The Vision Bleak –The Deathship Sails OnThursday, 28th November 2013
Heavy and boastfully thematic, Germany’s The Vision Bleak have held serve as one of European Goth metal’s more strident bands. Since their underrated 2004 The Deathship Has a New Captain debut, the pair of Konstanz (vocals, drums, keyboards) and Schwadorf (vocals, guitars, bass) have managed to carve their own little niche in the ever-huffed and dramatic Goth metal scene. Their sound – a polished, plush blend of driving guitars and diverse vocal pleas – has coagulated into something even more fierce with their last two albums, 2010’s Set Sail to Misery, and their latest, Witching Hour, a conceptual piece about…witches and witchcraft. Go figure. Either way, the duo has made good on their efforts to be a singular Goth/cinematic entity, something Schwadorf was happy to discuss when he responded to our electronic queries…
Dead Rhetoric: You stated that Witching Hour harkens back to your early days. What made you want to “go back” in that regard?
Schwadorf: It’s quite simple – we just wanted to follow our gut feeling and get back to the fresh, rockish vibe of the debut without overthinking everything too much. No second thoughts…
Dead Rhetoric: Do you feel that you got a little too metal-sounding on Set Sail to Misery?
Schwadorf: Do you think so? I actually think the new record is both more catchy and more metal than the previous one. Set Sail was definitely our most atmospheric record in terms of production, also. This time we wanted less of a cluttered, atmo sound but more of a energetic pounding sound!
Dead Rhetoric: The two of you are involved in several other projects. Where does The Vision Bleak rank in terms of priority these days?
Schwadorf: The Vision Bleak has always top priority whenever we work on the project. As simple as that.
Dead Rhetoric: The cooperation and partnership between the two of you…in what ways has it grown over the years? Or, in what ways has it stayed the same?
Schwadorf: We are working together since such a long time. Actually it’s a little like a marriage. Everybody knows the strengths and the weakness of the other one and we can work around that.
Dead Rhetoric: You did a run of summer dates before the album’s release. How did they go?
Schwadorf: Just came back from the European tour with Saturnus and Dordeduh. Everything went flawless. Great shows, great audience and the new songs in the setlist have been superbly received by the fans! Couldn’t be happier…
Dead Rhetoric: Do you like the approach of doing shows before the album comes out? Perhaps it’s a good way to test-drive the songs, eh?
Schwadorf: We actually played the new songs for the first time on the Euro tour. But like mentioned above they worked flawless and integrated really well into our setlist. We played songs from all our albums – that’s quite cool and makes a very diverse setlist.
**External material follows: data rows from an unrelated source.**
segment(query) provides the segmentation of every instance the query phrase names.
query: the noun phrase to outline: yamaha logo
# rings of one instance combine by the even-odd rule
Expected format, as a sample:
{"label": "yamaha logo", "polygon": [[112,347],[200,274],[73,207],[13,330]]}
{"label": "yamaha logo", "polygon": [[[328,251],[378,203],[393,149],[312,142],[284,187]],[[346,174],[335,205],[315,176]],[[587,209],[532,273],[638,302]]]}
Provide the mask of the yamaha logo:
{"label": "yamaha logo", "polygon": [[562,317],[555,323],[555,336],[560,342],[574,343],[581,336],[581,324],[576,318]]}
Dead Rhetoric: You added some new wrinkles into your sound like flutes and vocal alterations. What made you go this route?
Schwadorf: The concept of the album actually. These elements just came natural. We didn’t plan it but when we worked n the songs we realized that these elements would fit in perfectly to uphold the atmospherics of the songs.
Dead Rhetoric: Along those lines, you’ve placed a lot of importance on having your own sound throughout the years. Do you plan on to continue to expand in this fashion?
Schwadorf: No plans yet. We always do what feels right to us. But, the new album is just released so you might ask me the question again in about half a year when I am starting gathering new ideas.
Dead Rhetoric: You employed a storyline about witches and witchcraft for the album. What made you want to dive into such tales?
Schwadorf: The idea for the witch theme has been slumbering for quite some time in my head. I’ve always wanted to make a song that has the atmospherics of that classic fairy tale picture I had in my head – a witch – a forest – full moon. Well, at first it was just a plan to make one song about this but then I quickly realized that a concept about witches would offer a lot of diversity and would fit perfectly into the The Vision Bleak universe. So we settled on the concept and I started research for fitting themes.
Dead Rhetoric: I know you were supposed to a do a full-scale show with an orchestra, but it never materialized. Do you think Witching Hour would be the right platform for such a show?
Schwadorf: We did shows like this already in the past! This time it didn’t materialize because of very strange circumstances. It wouldn’t fit as good to the new material either I think, and if we ever should do something like it again, we will make sure that the budget we get offered is accordingly.
Dead Rhetoric: Finally, what’s on the agenda for the rest of 2013, going into 2014?
Schwadorf: 2013 is over for The Vision Bleak. We released the album and did the tour. For spring 2014 however, we are planning a new tour in spring to celebrate 10 years of our debut album The Deathship Has a New Captain and will play the complete album and new songs and assorted classics from the other albums.